This is an excellent question, for faculty as well as students!
- How important are these points in evaluating the teaching capabilities of a student?
Obviously this varies significantly in different departments and institutions, but in my experience, the scores themselves are not that important.
My department does pay attention to these numbers when allocating future TAships, but definitely not in isolation. Narrative reviews from the instructors carry significant weight. The people doing the assignments also know which courses are unpopular, and which instructors are irresponsible, and adjust the evaluation accordingly, at least in principle. In practice, there are only three evaluations: (1) truly outstanding TAs, who are considered for teaching awards; (2) truly abysmal TAs, who are not rehired, at least without retraining (and since we have a TAship requirement, this has teeth); and (3) everyone else.
When we evaluate tenure-track faculty candidates, teaching ability is usually a second-order concern, but it is a concern.
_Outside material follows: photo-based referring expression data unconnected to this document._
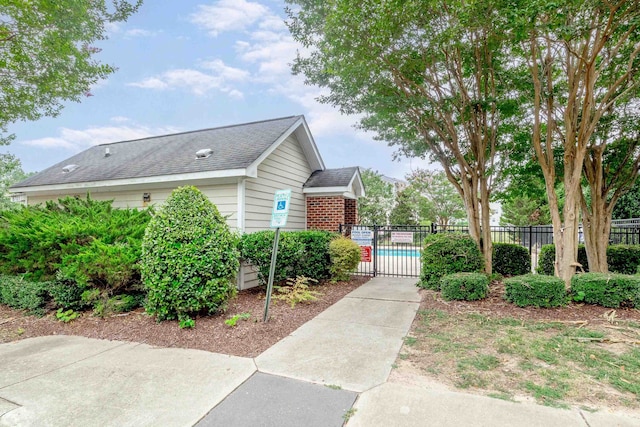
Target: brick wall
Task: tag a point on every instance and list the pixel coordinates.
(328, 212)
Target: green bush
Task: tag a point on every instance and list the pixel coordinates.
(607, 290)
(535, 290)
(448, 253)
(345, 257)
(190, 258)
(39, 240)
(256, 248)
(547, 258)
(510, 259)
(464, 286)
(22, 294)
(623, 259)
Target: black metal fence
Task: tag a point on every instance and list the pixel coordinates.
(394, 250)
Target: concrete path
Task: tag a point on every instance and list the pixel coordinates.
(311, 378)
(353, 343)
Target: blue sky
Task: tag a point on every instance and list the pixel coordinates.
(187, 65)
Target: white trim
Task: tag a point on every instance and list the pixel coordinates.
(227, 173)
(241, 196)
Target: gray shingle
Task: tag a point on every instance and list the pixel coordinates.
(331, 177)
(234, 147)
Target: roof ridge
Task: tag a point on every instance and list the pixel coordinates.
(198, 130)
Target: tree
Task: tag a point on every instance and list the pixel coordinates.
(444, 201)
(582, 57)
(376, 206)
(424, 74)
(47, 54)
(10, 173)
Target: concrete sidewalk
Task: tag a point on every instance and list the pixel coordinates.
(334, 367)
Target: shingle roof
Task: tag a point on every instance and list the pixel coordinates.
(234, 147)
(331, 177)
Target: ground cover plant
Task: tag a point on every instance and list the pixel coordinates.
(585, 355)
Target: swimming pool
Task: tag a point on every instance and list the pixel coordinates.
(399, 252)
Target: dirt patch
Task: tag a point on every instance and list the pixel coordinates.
(580, 355)
(248, 338)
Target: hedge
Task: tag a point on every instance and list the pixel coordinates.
(464, 286)
(510, 259)
(535, 290)
(607, 290)
(448, 253)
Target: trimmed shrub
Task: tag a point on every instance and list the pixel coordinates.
(510, 259)
(547, 258)
(535, 290)
(607, 290)
(464, 286)
(256, 248)
(189, 258)
(623, 259)
(448, 253)
(345, 257)
(24, 295)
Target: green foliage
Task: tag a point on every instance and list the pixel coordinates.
(22, 294)
(66, 316)
(464, 286)
(374, 208)
(233, 320)
(511, 259)
(48, 55)
(345, 257)
(189, 258)
(304, 253)
(623, 259)
(535, 290)
(296, 291)
(448, 253)
(37, 239)
(607, 290)
(547, 258)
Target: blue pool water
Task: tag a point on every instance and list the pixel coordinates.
(399, 252)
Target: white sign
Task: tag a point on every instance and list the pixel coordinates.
(401, 237)
(281, 201)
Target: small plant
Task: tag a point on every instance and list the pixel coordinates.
(464, 286)
(232, 321)
(607, 290)
(448, 253)
(297, 291)
(66, 316)
(535, 290)
(345, 256)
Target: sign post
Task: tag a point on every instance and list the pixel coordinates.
(279, 216)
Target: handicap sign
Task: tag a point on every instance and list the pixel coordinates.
(280, 211)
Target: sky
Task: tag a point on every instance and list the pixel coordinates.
(188, 65)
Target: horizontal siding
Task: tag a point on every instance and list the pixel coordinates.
(286, 167)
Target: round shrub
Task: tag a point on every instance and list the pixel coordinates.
(547, 258)
(189, 258)
(510, 259)
(535, 290)
(448, 253)
(464, 286)
(607, 290)
(345, 256)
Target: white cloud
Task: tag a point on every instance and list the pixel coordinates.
(77, 140)
(228, 15)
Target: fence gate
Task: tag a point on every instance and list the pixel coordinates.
(388, 250)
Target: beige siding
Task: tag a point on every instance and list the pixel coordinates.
(224, 196)
(286, 167)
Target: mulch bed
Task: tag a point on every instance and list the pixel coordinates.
(496, 306)
(248, 338)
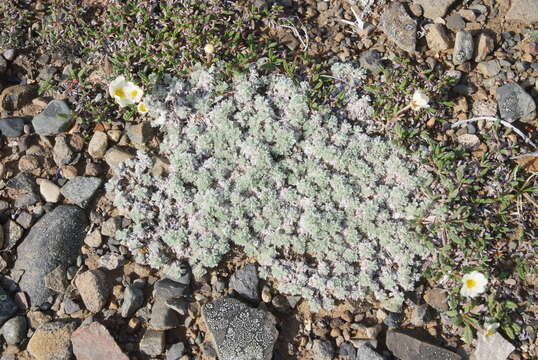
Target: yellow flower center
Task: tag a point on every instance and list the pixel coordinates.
(471, 283)
(119, 93)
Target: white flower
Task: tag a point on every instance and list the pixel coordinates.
(117, 90)
(142, 107)
(133, 92)
(209, 49)
(491, 327)
(474, 284)
(420, 100)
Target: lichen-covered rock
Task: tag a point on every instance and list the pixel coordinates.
(52, 340)
(240, 332)
(93, 341)
(405, 347)
(259, 169)
(54, 240)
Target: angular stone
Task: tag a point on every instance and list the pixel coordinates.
(323, 350)
(80, 189)
(8, 307)
(492, 347)
(133, 299)
(163, 317)
(139, 134)
(24, 200)
(489, 68)
(17, 96)
(14, 330)
(152, 342)
(167, 289)
(56, 280)
(463, 47)
(406, 347)
(514, 103)
(486, 45)
(176, 351)
(98, 145)
(371, 60)
(54, 240)
(399, 27)
(56, 118)
(437, 37)
(22, 181)
(365, 352)
(61, 152)
(12, 126)
(245, 282)
(49, 191)
(437, 299)
(434, 8)
(115, 156)
(524, 11)
(94, 289)
(238, 331)
(12, 234)
(51, 341)
(93, 341)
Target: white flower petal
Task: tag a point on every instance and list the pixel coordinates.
(134, 92)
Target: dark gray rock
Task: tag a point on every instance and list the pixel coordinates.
(8, 307)
(179, 305)
(70, 306)
(152, 342)
(167, 289)
(176, 351)
(399, 27)
(238, 331)
(80, 189)
(62, 153)
(163, 317)
(463, 47)
(56, 118)
(22, 181)
(54, 240)
(434, 8)
(14, 330)
(371, 60)
(12, 126)
(365, 352)
(406, 347)
(133, 299)
(514, 103)
(323, 350)
(245, 282)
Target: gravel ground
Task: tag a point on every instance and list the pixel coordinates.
(68, 285)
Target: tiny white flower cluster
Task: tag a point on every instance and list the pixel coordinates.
(127, 93)
(323, 207)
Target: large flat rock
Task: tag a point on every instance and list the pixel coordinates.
(53, 241)
(240, 332)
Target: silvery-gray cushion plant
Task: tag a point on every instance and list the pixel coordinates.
(325, 207)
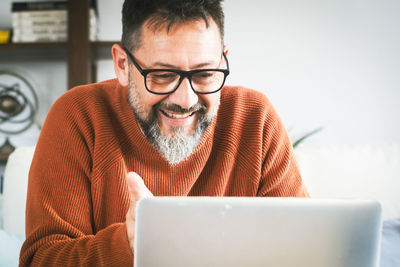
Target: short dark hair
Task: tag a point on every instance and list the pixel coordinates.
(159, 12)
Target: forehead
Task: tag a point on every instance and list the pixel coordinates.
(192, 38)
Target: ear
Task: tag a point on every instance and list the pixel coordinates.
(120, 64)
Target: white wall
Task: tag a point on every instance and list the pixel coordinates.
(331, 63)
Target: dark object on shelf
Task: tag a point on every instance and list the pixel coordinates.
(18, 107)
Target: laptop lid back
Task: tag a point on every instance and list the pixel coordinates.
(284, 232)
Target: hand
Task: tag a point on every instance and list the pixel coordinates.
(137, 190)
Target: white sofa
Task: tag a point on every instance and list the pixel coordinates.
(328, 171)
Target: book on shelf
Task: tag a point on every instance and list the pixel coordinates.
(46, 21)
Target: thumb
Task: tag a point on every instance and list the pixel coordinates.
(137, 188)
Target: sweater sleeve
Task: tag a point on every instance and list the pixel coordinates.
(60, 227)
(280, 173)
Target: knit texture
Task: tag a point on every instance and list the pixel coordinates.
(77, 191)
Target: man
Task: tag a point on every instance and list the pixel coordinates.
(165, 126)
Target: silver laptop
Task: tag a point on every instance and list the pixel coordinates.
(277, 232)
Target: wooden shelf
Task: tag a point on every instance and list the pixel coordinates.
(47, 45)
(51, 45)
(79, 53)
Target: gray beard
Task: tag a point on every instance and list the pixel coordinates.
(179, 146)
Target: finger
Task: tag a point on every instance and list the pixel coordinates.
(136, 186)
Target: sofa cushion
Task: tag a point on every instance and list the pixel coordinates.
(357, 171)
(15, 188)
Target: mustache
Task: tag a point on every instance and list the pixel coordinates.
(178, 109)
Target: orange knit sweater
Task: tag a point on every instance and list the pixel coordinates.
(77, 192)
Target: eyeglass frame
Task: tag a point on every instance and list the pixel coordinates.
(182, 75)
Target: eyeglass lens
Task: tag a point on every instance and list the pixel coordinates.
(168, 81)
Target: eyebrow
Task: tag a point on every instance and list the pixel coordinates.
(170, 66)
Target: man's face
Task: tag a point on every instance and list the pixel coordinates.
(182, 114)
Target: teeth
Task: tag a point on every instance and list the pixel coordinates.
(177, 116)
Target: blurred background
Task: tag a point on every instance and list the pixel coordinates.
(323, 63)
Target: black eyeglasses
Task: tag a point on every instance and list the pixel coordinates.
(166, 81)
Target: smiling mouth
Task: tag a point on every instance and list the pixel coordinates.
(177, 115)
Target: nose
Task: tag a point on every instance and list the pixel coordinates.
(184, 96)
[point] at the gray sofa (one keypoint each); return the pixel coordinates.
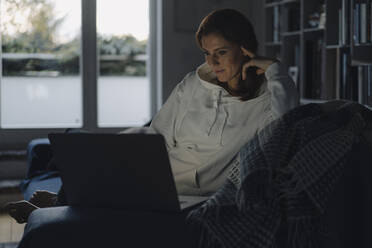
(348, 216)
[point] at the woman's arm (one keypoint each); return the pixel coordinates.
(165, 120)
(284, 95)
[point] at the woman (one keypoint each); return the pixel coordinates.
(218, 108)
(215, 110)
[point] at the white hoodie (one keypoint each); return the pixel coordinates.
(205, 127)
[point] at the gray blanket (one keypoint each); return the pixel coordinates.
(286, 175)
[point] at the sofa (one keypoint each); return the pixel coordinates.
(348, 217)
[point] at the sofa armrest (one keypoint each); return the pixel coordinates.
(100, 227)
(39, 153)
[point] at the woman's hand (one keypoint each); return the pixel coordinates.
(20, 210)
(258, 61)
(43, 199)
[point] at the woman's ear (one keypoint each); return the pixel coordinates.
(247, 52)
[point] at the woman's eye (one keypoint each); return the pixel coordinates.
(223, 52)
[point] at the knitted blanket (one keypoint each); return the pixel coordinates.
(286, 175)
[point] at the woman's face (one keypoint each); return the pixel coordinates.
(224, 57)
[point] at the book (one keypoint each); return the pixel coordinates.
(363, 22)
(344, 22)
(356, 24)
(276, 24)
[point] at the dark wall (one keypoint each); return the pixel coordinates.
(180, 22)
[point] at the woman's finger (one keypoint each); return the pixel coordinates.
(259, 71)
(247, 52)
(244, 70)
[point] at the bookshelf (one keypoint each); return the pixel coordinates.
(326, 44)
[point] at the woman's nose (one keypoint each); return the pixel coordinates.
(212, 60)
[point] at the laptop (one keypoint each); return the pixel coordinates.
(127, 171)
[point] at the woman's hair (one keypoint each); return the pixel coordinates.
(234, 27)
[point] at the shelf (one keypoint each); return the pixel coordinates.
(292, 33)
(366, 45)
(307, 100)
(270, 5)
(337, 46)
(313, 30)
(273, 44)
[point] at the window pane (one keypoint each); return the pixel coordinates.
(123, 85)
(40, 83)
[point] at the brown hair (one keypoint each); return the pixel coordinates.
(234, 27)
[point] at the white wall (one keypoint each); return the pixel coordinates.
(180, 22)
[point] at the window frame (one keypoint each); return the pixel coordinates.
(19, 138)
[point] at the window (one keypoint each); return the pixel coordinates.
(40, 84)
(69, 63)
(123, 82)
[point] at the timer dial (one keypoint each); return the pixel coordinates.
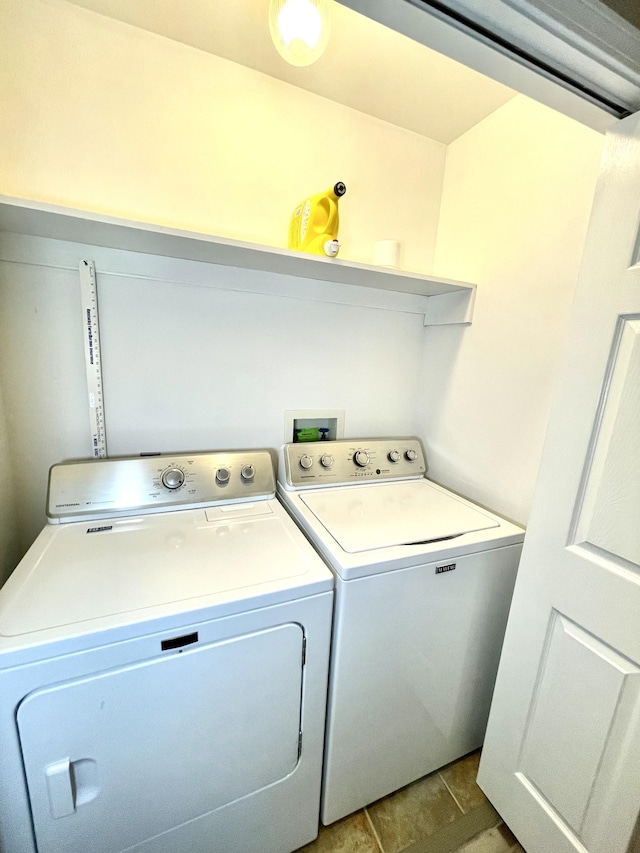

Poor evaluations on an applicant's CV are a red flag—why didn't they just omit them? Good evaluations are mostly a signal to look further. Teaching awards carry more weight. Recommendation letters that directly praise the applicant's teaching ability — with concrete and credible details — are even better. Similar issues arise when evaluating faculty for tenure, with one big difference: omitting the teaching scores is not an option.
- How does one ensure that the students are sincere in their evaluation?
You can't. Sorry.
However, I believe you can increase the fraction of sincere (and positive) responses by consistently treating your students with respect. Make your expectations clear from day one, and enforce them consistently. Invite feedback throughout the semester, and respond to it quickly and appropriately. Apologize quickly for mistakes, thank students publicly for useful suggestions, but do not buckle on high standards. Give timely, consistent, and useful feedback on coursework. Above all, do not waste your students' time; the correlation between hard work and low evaluations is much higher if the students don't see any benefit to doing the work.
<Insert standard confirmation bias warning here.>
- How does the TA make the best of a bad job [if the instructor is irresponsible]?
First, do your own job as best as you can.
Second, raise your concerns with the instructor; be respectful but brutally honest. If the instructor is unresponsive, raise your concerns with your instructor's boss; be respectful but brutally honest. (Note: Disagreement is not the same as being unresponsive.) If your instructor's boss is also unresponsive, your department doesn't really care about poor teaching; they're likely to ignore your evaluations, even if they are low.
- Apart from holding weekly office hours and lenient grading(!), what is the maximum a TA can do, after all?
There are many more things that TAs can do. At a minimum, hold office hours that the students actually find useful; don't just show up. Distribute practice problems, and offer feedback on the students' solutions. Hold weekly review/discussion/problem-solving sessions. As aeismail suggests, write review notes. If the instructor covered too much, distill down their main points; if the instructor didn't cover enough, expand on the key ideas they missed. Offer to give a few guest lectures, and then give fantastic guest lectures.
More self-servingly: Make sure the students see you working to overcome your instructor's shortcomings. If the students don't see you fighting on their behalf (even if you are), they'll write you off as yet another useless academic, like your instructor. But if you can make them believe you're on their side, they'll reward you. I think this is why students often reward "lenient grading"; if the students think the coursework is a waste of time, they'll see lenient graders as their allies.
Obviously this all takes time. As aeismail says, TAs usually have many other responsibilities, especially to their own classes, projects, research, families, and sanity. It is frighteningly easy for committed and caring TAs to find themselves being abused by less committed instructors (or even departments). Set limits.